Au Bénin, où seulement deux cas ont été enregistrés, le gouvernement a réquisitionné un millier de chambres d’hôtels pour la mise en quarantaine systématique de toute personne arrivée par voie aérienne. Les frontières ne sont pas encore fermées.

Couloir humanitaire

Sur RFI, Michel Yao, responsable des opérations d’urgence de l’OMS en Afrique a mis en garde contre les effets pervers que pourrait engendrer la fermeture systématique des frontières en termes “de circulation d’experts” pour accompagner les États.
On comprend bien la nécessité de quarantaine ou bien des surveillances, mais il est pratiquement impossible, maintenant, de déplacer les experts d’Europe. Maintenant, entre pays africains, cela commence à être aussi compliqué, parce qu’il y a des restrictions qui sont des restrictions complètes, qui limitent aussi l’appui par d’autres experts, même au niveau de la région”. Le responsable de l’OMS milite donc pour la mise en place d’un couloir humanitaire qui facilitera le convoiement de médicaments et les équipements nécessaires à la lutte contre le coronavirus comme les concentrateurs d’oxygène.

La prise en charge des patients du coronavirus est basée sur la réanimation respiratoire. Il va y avoir la problématique du dispositif de matériel de respiration. Il y a des évaluations qui ont été faites, dans plusieurs grandes villes africaines, on est à cinquante respirateurs par exemple. Si jamais on a une épidémie à l’occidentale, c’est sûr que la prise en charge va poser problème”, renchérit Éric Delaporte, directeur de l’unité d’infectiologie de l’IRD.

L’espoir suscité par la chloroquine

En Europe, après des essais jugés “prometteurs”, le laboratoire français Sanofi s’est dit prêt à offrir aux autorités françaises des millions de doses de l’anti-paludique Plaquenil pouvant traiter potentiellement 300 000 malades.

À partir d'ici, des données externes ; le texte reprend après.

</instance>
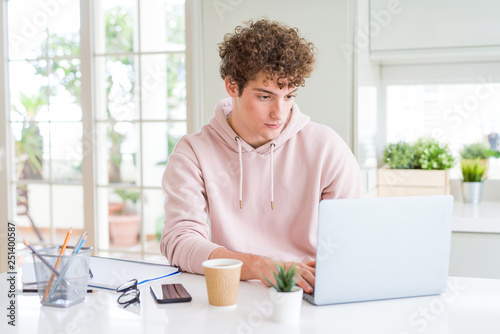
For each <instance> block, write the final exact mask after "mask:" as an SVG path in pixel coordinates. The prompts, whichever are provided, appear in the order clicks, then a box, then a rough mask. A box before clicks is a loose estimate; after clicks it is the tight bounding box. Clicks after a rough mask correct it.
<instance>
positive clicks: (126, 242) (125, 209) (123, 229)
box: [108, 189, 141, 247]
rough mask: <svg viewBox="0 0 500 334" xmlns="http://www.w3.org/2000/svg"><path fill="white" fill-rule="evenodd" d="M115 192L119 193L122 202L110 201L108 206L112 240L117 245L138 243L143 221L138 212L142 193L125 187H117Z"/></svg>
mask: <svg viewBox="0 0 500 334" xmlns="http://www.w3.org/2000/svg"><path fill="white" fill-rule="evenodd" d="M113 193H114V194H116V195H118V197H119V198H120V199H121V202H118V203H110V204H109V206H108V210H109V238H110V241H111V243H112V245H113V246H115V247H129V246H133V245H136V244H137V242H138V241H139V226H140V221H141V216H140V215H139V214H138V213H137V202H138V200H139V197H140V193H139V192H138V191H132V190H125V189H117V190H115V191H114V192H113ZM112 204H118V205H112Z"/></svg>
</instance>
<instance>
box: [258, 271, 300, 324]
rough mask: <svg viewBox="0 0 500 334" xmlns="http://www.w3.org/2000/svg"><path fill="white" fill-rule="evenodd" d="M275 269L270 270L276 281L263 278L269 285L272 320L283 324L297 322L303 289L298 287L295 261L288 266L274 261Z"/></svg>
mask: <svg viewBox="0 0 500 334" xmlns="http://www.w3.org/2000/svg"><path fill="white" fill-rule="evenodd" d="M276 270H277V272H276V271H274V270H273V271H272V274H273V277H274V279H275V280H276V282H272V281H271V280H269V279H267V278H265V280H266V282H267V283H269V284H270V285H271V288H270V289H269V294H270V297H271V302H272V304H273V315H272V317H273V320H274V321H276V322H278V323H283V324H293V323H297V322H298V321H299V319H300V309H301V305H302V294H303V290H302V289H301V288H300V287H298V286H297V285H296V284H297V280H298V279H299V277H300V274H298V273H297V272H296V266H295V263H292V264H291V266H290V267H289V268H286V266H285V265H281V264H279V263H276Z"/></svg>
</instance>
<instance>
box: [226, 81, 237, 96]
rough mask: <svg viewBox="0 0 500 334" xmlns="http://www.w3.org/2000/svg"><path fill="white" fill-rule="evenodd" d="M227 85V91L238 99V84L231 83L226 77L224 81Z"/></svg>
mask: <svg viewBox="0 0 500 334" xmlns="http://www.w3.org/2000/svg"><path fill="white" fill-rule="evenodd" d="M224 83H225V85H226V91H227V93H228V94H229V96H231V97H238V85H237V84H236V83H231V80H230V79H229V78H228V77H226V79H225V80H224Z"/></svg>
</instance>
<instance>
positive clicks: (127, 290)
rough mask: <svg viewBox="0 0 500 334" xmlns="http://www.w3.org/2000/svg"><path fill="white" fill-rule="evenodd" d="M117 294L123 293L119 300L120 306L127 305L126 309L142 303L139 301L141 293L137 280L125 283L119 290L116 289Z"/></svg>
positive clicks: (125, 306)
mask: <svg viewBox="0 0 500 334" xmlns="http://www.w3.org/2000/svg"><path fill="white" fill-rule="evenodd" d="M116 292H121V293H122V294H121V295H120V297H118V299H117V302H118V304H121V305H125V307H127V306H129V305H130V304H133V303H138V304H140V303H141V301H140V300H139V296H140V295H141V292H140V291H139V289H137V280H136V279H133V280H130V281H128V282H125V283H123V284H122V285H120V286H119V287H118V288H116ZM125 307H124V308H125Z"/></svg>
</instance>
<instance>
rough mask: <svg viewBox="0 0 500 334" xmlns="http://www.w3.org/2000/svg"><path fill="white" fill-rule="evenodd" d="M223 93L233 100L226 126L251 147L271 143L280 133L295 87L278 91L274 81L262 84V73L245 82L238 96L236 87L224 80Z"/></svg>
mask: <svg viewBox="0 0 500 334" xmlns="http://www.w3.org/2000/svg"><path fill="white" fill-rule="evenodd" d="M226 90H227V91H228V93H229V95H230V96H231V97H233V98H234V106H233V111H232V114H231V117H230V118H229V119H228V122H229V125H231V127H232V128H233V130H234V131H235V132H236V133H237V134H238V135H239V136H240V137H241V138H242V139H243V140H244V141H246V142H247V143H248V144H250V145H251V146H252V147H254V148H256V147H259V146H261V145H263V144H265V143H267V142H269V141H271V140H273V139H274V138H276V137H278V135H279V134H280V133H281V131H283V129H284V128H285V126H286V125H287V124H288V121H289V118H290V111H291V109H292V105H293V101H294V99H295V96H296V94H297V93H296V92H297V88H292V89H290V88H288V86H286V85H285V87H283V88H282V89H280V88H279V87H278V85H277V84H276V81H275V80H267V81H266V80H265V76H264V75H262V74H259V75H258V76H257V78H256V79H255V80H251V81H248V83H247V85H246V86H245V88H244V89H243V93H242V94H241V96H238V95H239V94H238V88H237V87H236V85H235V84H231V83H230V82H229V80H228V79H227V78H226Z"/></svg>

Déjà testé sur des sujets malades en Chine et à Marseille, et très utilisé en Afrique où meurent chaque année plusieurs milliers de personnes du paludisme, le médicament pourrait susciter l’espoir. “Le Plaquenil est une piste très intéressante. Elle est encore très discutée parce que c’est une étude pilote. Mais c’est un médicament qui est disponible en Afrique. La nivaquine et la chloroquine (qui sont aussi des anti-paludiques, NDLR) y est très largement utilisée”, conclut Éric Delaporte.